W6 Reflection: Epidemiology

An area of applied medical anthropology that I would like to look into further is epidemiology. Epidemiology is the study of disease and health conditions within populations and is an important branch of medical anthropology because it strives to understand aspects such as transmission and screening which can be very useful in understanding how an illness in spread throughout a population. I take a personal interest in epidemiology because I think that the use of statistics to understand the rates of transmission allows for the most objective means of studying the way a disease moves within a population. I think the overall goal of epidemiology, to study and control disease, is very important to all of humankind.

I think that an anthropologist would be helpful in studying epidemiology because their insight could be very helpful in understanding the modes of transition of the disease by studying the habits of a population as well as lend a perspective on how that disease is screened for by looking at the level of understanding of the disease and its symptoms at the individual level throughout a population. An anthropologist may also serve as a very useful bridge between a populations cultures and traditions with their understanding of germ theory and the spread of disease. Additionally I think anthropologists can understand more about the individuals inflicted by local illnesses and see how they will utilize different medications and vaccines.

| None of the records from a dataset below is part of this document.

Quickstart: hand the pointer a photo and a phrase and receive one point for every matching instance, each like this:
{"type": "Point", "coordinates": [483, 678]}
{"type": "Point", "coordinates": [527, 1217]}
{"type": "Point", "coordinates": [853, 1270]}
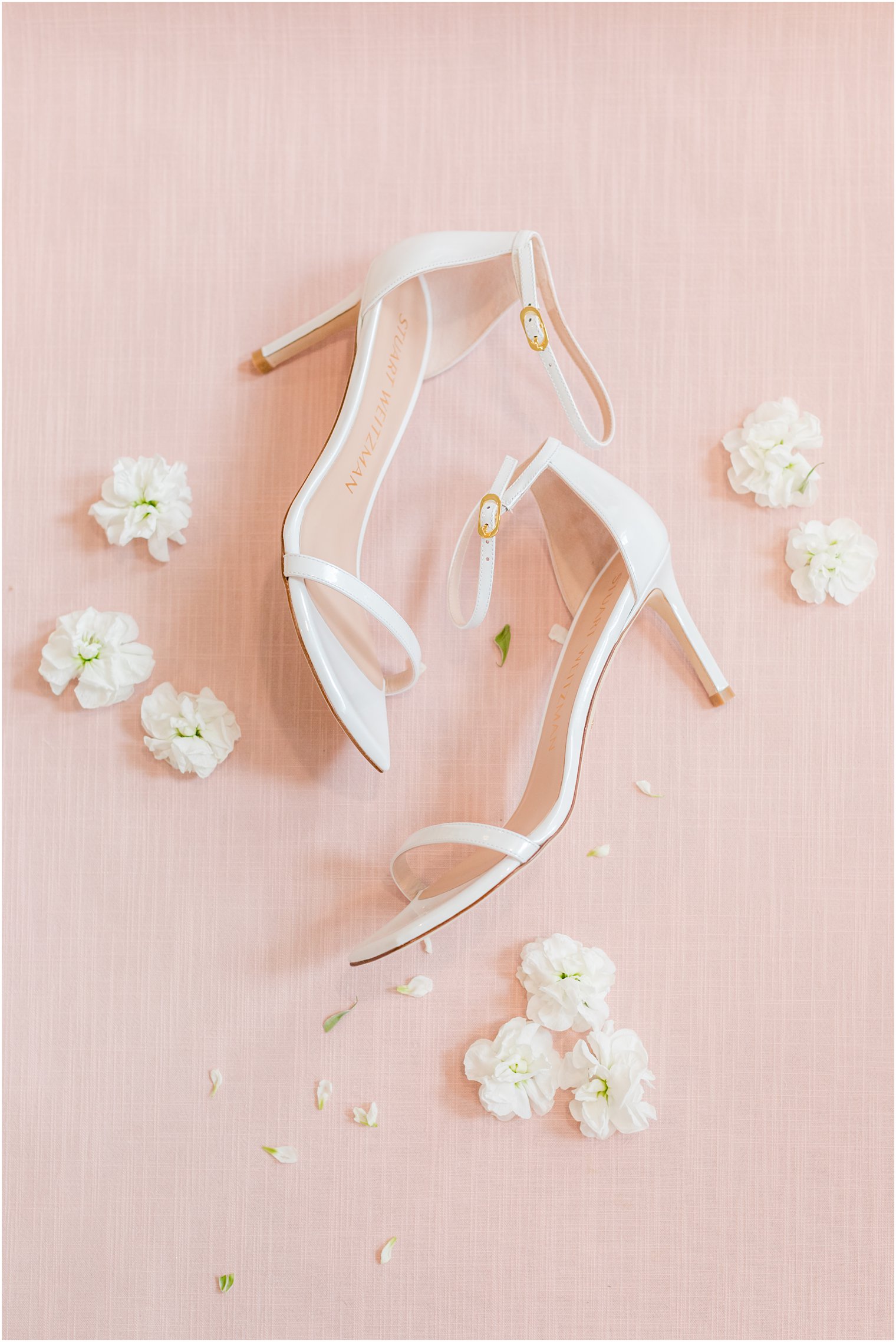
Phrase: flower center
{"type": "Point", "coordinates": [89, 648]}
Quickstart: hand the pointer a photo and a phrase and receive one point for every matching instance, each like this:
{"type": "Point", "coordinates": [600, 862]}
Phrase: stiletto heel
{"type": "Point", "coordinates": [336, 318]}
{"type": "Point", "coordinates": [423, 306]}
{"type": "Point", "coordinates": [611, 556]}
{"type": "Point", "coordinates": [667, 602]}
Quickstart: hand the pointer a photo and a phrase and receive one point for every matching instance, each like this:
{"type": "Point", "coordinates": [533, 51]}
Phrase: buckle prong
{"type": "Point", "coordinates": [538, 341]}
{"type": "Point", "coordinates": [485, 530]}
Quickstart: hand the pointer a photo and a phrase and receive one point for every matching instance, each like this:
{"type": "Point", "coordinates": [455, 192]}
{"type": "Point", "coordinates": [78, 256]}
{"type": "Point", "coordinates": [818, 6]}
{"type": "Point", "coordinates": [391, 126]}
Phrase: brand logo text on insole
{"type": "Point", "coordinates": [381, 408]}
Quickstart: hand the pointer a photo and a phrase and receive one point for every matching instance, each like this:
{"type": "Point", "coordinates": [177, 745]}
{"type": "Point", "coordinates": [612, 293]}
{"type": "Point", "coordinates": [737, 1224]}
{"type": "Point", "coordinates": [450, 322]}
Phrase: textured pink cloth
{"type": "Point", "coordinates": [187, 182]}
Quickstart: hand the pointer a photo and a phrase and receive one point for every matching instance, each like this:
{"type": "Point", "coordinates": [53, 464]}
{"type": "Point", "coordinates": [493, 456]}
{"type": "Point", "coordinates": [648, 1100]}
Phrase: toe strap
{"type": "Point", "coordinates": [330, 575]}
{"type": "Point", "coordinates": [506, 842]}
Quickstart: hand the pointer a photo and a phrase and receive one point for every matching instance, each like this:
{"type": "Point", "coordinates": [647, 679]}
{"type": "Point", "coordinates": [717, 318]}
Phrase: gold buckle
{"type": "Point", "coordinates": [487, 535]}
{"type": "Point", "coordinates": [537, 342]}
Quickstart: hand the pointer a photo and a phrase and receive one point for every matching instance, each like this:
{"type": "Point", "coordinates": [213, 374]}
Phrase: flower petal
{"type": "Point", "coordinates": [285, 1155]}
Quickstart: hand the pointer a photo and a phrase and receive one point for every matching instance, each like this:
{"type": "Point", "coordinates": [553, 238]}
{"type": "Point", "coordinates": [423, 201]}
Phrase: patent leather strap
{"type": "Point", "coordinates": [505, 842]}
{"type": "Point", "coordinates": [330, 575]}
{"type": "Point", "coordinates": [486, 520]}
{"type": "Point", "coordinates": [533, 277]}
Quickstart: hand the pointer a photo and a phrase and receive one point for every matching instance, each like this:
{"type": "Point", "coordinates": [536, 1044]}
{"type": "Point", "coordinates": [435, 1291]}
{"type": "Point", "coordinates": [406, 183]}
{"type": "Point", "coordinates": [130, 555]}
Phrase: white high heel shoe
{"type": "Point", "coordinates": [423, 306]}
{"type": "Point", "coordinates": [611, 556]}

I think a good example is the spread of HIV through breast milk. In some countries where water is often unsanitary and therefore unsafe and food is scarce breastfeeding an infant may seem like the only option to provide a child with nutrients. By understanding this mode of transmission and why it would be more prevalent in certain areas where AIDS education is lower and safe water and accessible food is scarce, the epidemiology of HIV can be better understood. Looking at the habits of the population that is experiencing an epidemic from an anthropological perspective can greatly enhance our understanding of the spread of that disease.

“HIV and Breastfeeding.” Avert. N.p., n.d. Web. .

“What Is Epidemiology?” Thebmj. N.p., n.d. Web.

One thought on “W6 Reflection: Epidemiology

  1. I enjoyed your post, Jaclyn. I agree that there is more to mapping a diseases pattern out than just biology. Anthropologists look deeper into how social and environmental factors can come into play when considering disease incidence. It is important to study the cultural habits of the population to see what could be causing the distribution of the disease and who is at highest risk. It is also necessary to speak with the individuals to figure out how THEY perceive their illness and if they properly comprehend what is occurring so they can be informed and treated in an appropriate and respectful manner. Your example about the transmission of HIV via breast milk is a good one. It is so difficult for mothers with a low socioeconomic status and limited resources to find a decent alternative to breast milk. An anthropologist can help introduce these mothers to baby formula and better methods of feeding. Another important example is the spread of HIV through sex. The big problem in some African cultures is the lack of knowledge about safe sex and contraceptives. It is common in certain African societies to have multiple partners. Anthropologists have helped educate people about how serious HIV/AIDS is and the importance of using condoms to prevent the spread.